Calci e pugni a ragazzo non vedente: arrestato 16enne/ Arezzo, bullo non si è pentito

- Davide Giancristofaro Alberti

E’ stato arrestato dopo circa dieci giorni un bullo di 16 anni che ha preso a calci e pugni un suo coetaneo, ferendolo: ecco cosa è accaduto

bullismo_violenza_pixabay
Foto Pixabay

E’ stato arrestato il 16enne di Arezzo che negli scorsi aveva malmenato un ragazzino non vedente. L’aggressore aveva colpito a calci e pugni un giovane cieco che stava cercando di difendere la reale vittima dell’arrestato che questi voleva derubare. Secondo quanto spiegato dalla procura minorile di Firenze, come si legge sul Corriere della Sera, il 16enne ha un’indole «violenta e pericolosa che gli deriverebbe anche dalla forza del gruppo del quale fa parte», e lo stesso avrebbe già aggredito due adulti a calci e pugni, entrambe finite all’ospedale per via delle gravi ferite riportate al volto.

L’aggressione ai danni del ragazzino non vedente era accaduta una decina di giorni fa, nella notte fra il 2 e il tre settembre scorsi, e al momento l’arrestato si trova presso l’istituto penale minorile di Firenze, insieme ad altri compagni/bulli, anch’essi coinvolti nel pestaggio del loro coetaneo. L’aggressione, ricorda ancora il quotidiano di via Solferino, era avvenuta vicino al parcheggio Pietri, nei pressi del centro storico, dove si trova un locale che durante l’estate è frequentato da molti ragazzini.

PESTA RAGAZZO NON VEDENTE, 16ENNE ARRESTATO. LA VITTIMA STAVA DIFENDENDO UN AMICO…

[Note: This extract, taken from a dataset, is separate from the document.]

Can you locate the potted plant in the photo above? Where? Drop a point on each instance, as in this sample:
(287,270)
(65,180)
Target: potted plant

Fra gli avventori vi erano anche due ragazzini di 16 e 17 anni, che attualmente non vanno a scuola e non lavorano, e che erano “a caccia di qualche «preda» – scrive il Corriere – per lo più bravi ragazzi da minacciare”. Con la scusa di avere una sigaretta si erano quindi avvicinati ad un giovane e gli avevano detto di dargli il suo zaino.

«Non ci penso nemmeno, è mio e non ho sigarette, non ho mai fumato», aveva risposto il giovane. A quel punto era intervenuto il non vedente, a difesa dell’amico, ma i due aggressori lo hanno preso a calci e pugni, senza pietà così come descritto da numerosi testimoni. Le indagini hanno permesso di risalire ai responsabili, fra cui il capo dei bulli, il 16enne arrestato, che non si è pentito e che non ha chiesto scusa.